Scamarcio took a breath and tried to think of what to say, how best to frame it. But before he could get the words out, the figure in the wheelchair was spinning towards him at a startling pace, dark brows set in a thick line of determination. Morabito’s small grey eyes were blinking rapidly, and h
is mouth was forming a large O. As he drew closer to the gate, he began crossing himself and whispering. Scamarcio suddenly wondered if the old man had dementia. He hadn’t considered this.
‘As God is my witness, I never thought I’d see this day,’ said Morabito, still making the cross. ‘Why have you come back to haunt me after all these years?’ He was smacking his lips together, moving his fluffy white head from side to side. ‘I was always loyal, I never did wrong by you. Never.’
Morabito’s wife reached gently for his hand in an attempt to stop the frenzied signing. ‘Annunzio, what’s going on?’ she asked in the strangest Calabrian accent Scamarcio had ever heard.
‘It’s my old capo, back to seek vengeance.’
The woman placed her other hand on his arm. ‘Darling, I don’t think this man is a ghost.

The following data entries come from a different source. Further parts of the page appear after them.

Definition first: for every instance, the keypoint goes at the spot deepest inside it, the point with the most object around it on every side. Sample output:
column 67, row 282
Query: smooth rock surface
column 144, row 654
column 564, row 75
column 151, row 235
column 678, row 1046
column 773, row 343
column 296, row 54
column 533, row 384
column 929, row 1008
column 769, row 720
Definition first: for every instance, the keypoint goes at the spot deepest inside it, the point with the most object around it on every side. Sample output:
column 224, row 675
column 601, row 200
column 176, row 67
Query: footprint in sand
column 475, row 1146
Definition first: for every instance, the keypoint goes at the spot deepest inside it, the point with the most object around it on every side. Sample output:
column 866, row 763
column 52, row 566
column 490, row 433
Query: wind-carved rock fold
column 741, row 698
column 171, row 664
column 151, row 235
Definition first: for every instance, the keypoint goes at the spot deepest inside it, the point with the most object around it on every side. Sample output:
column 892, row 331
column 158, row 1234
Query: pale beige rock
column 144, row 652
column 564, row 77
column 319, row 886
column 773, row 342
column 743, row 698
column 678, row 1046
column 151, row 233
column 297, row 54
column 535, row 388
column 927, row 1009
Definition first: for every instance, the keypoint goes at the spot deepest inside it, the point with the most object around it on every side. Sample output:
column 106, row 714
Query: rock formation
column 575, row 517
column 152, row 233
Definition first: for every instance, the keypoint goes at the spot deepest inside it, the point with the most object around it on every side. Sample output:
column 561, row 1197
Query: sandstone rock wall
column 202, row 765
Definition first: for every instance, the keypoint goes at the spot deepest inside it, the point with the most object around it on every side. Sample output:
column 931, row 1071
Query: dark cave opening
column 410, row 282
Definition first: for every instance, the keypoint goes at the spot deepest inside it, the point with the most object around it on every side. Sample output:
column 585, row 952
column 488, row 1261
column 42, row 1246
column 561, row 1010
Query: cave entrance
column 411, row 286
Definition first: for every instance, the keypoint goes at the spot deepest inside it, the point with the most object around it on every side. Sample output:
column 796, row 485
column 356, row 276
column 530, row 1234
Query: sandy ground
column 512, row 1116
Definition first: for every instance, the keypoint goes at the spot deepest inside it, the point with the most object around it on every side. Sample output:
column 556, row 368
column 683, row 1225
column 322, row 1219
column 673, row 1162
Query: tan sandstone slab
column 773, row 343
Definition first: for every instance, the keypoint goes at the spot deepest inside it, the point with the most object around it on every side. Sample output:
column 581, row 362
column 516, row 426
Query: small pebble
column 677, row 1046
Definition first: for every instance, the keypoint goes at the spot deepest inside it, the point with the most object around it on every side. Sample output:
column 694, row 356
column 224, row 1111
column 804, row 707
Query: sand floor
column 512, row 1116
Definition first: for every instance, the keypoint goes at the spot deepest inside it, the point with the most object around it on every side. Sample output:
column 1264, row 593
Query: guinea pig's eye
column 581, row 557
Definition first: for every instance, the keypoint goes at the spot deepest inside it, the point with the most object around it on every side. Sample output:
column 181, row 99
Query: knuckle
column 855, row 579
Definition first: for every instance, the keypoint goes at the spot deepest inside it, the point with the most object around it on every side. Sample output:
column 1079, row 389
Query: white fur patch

He seems very real to me.’ She reached out and touched Scamarcio’s shoulder through the gate. ‘See — he’s quite solid.’ She looked into Scamarcio’s eyes, and her gaze was colder than he would have expected. ‘How can we help you?’ she asked.
‘Your husband is half-right. I’m Leone Scamarcio, son of his former capo.’
Morabito’s mouth fell wide open now, and Scamarcio watched a thin trickle of saliva dribble down his chin. Morabito just kept staring at him, his rheumy eyes prised open like mussels from their shell. Seconds passed, but Scamarcio didn’t see him blink.
‘My God,’ the old man rasped eventually. ‘This, I never thought I’d see.’
‘Can I come in? I really need a word,’ said Scamarcio, wiping his palms on his jeans. His mouth was dry.
Morabito laid a trembling hand on his heart. ‘Boy, I may be old, but I’m not stupid. You’re with the police.’
‘I’m not here on police business. This is a personal matter.’
Motabito’s tiny eyes narrowed even further, and his mouth pushed up into a frown. But then he stroked his nose a few times, and Scamarcio sensed he was wavering. Curiosity was getting the better of him.